Reem : «J’ai été arrêtée chez moi, accusée de faire entrer du lait dans la région bombardée et d’écrire des articles pour s’opposer au régime. Je suis restée trois mois en prison et ma famille a dû débourser 10 000 dollars pour me libérer. Pour le régime, il s’agit de terroriser la parole car il craint plus ceux qui combattent par la parole que ceux qui combattent par les armes. Il reste 200 000 prisonniers dans les prisons d’Assad aujourd’hui. Il n’y a pas de prison sans tortures, j’ai été relativement épargnée mais ils me montraient des gens qu’ils suspendaient en l’air. J’ai rêvé d’un morceau de pain pas moisi, d’une couverture pour le corps, d’une pièce pour la toilette, nous étions 40 femmes entassées dans un réduit où il n’y avait qu’un trou….»
Louai : «J’ai été arrêté deux fois par le régime d’Assad puis kidnappé par Daech. La première fois, j’ai été retenu dix heures, quelques gifles. La deuxième fois, quinze jours, les hommes du régime m’ont torturé avec des bâtons électriques. La torture est omniprésente pour obtenir des aveux ou servir de leçon. Le régime a besoin d’aveux car il craint de répondre un jour devant le monde pour ses crimes. Devant le juge, je me suis déshabillé et j’ai montré mon corps avec les traces : «Voilà comment on m’a sorti des aveux». En 2013, j’ai été capturé par Daech, ils m’ont transféré dans «la prison des journalistes» au nord est d’Alep dans le sous-sol d’une usine de patates. Le chef de la prison était français, le chef de la torture était belge…»
«Daech a tué 10 000 personnes, le régime Assad 500 000 ! »
Louai : «Daech a tué environ 10 000 personnes. Le régime Assad environ 500 000 ! Il n’est pas naturel que certains intellectuels occidentaux croient en Bachar Al-Assad ou ne veulent pas savoir. Il faut savoir ce qui se passe sur le terrain. Daech est une pensée idéologique, on ne le combat pas seulement par les armes, il faut aussi une pensée. Il faut éliminer cette organisation qui joue un rôle principal dans le terrorisme mais en sachant que le facteur principal de la présence de Daech en Syrie, c’est Bachar Al-Assad. Il faut l’écarter pour réaliser un front unique contre Daech. On ne peut pas les combattre par la seule aviation. Nous avons besoin des Syriens qui combattent pour leur terre».

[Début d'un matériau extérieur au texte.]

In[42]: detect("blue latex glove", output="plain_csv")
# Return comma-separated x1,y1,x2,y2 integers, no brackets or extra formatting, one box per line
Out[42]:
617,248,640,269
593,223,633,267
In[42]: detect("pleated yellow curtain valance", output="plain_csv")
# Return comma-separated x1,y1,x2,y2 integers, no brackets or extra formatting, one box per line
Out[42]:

Reem : «Comment se fait-il que l’Europe arrive à croire El-Assad quand vous voyez ces effrayantes statistiques ? Le croire, c’est ajouter une catastrophe morale à la tragédie humaine qui se joue».
« Chaque vendredi, il y a 500 points de manifestations pacifiques »
Louai : «Notre message, c’est que les Syriens veulent combattre à la fois le régime et Daech. Nous voulons un Etat civil et démocratique débarrassé de Daech et de tous les extrémistes».
Reem : «Chaque vendredi en Syrie, il y a 500 points de manifestations pacifiques qui reprennent les drapeaux et les slogans de la révolution. Ce sont de simples citoyens syriens qui veulent la chute du régime et le démantèlement des services de renseignements, le départ de toutes les forces étrangères et une Syrie unie. Mais déjà après cinq ans de destruction et de tuerie, rien qu’un cessez-le-feu effectif serait une avancée et cela peut se faire si l’Europe suit.»
« Il faut que ceux qui parlent entendent la souffrance du peuple »
Louai : «Il faut que l’Europe entende la souffrance des peuples sur le terrain. Or la coalition a aussi bombardé des civils. Alors aujourd’hui, on n’attend rien de personne… sauf une connaissance sérieuse du terrain chez ceux qui parlent. Quand Daech avance, on ne peut pas dire «je reste les bras croisés» comme l’a fait la coalition à Palmyre (lire ci-contre). On ne peut pas propager les droits de l’Homme et de la paix et simplement arriver avec une valise de secours. Notre peuple n’a pas besoin d’un pansement mais de solutions radicales.»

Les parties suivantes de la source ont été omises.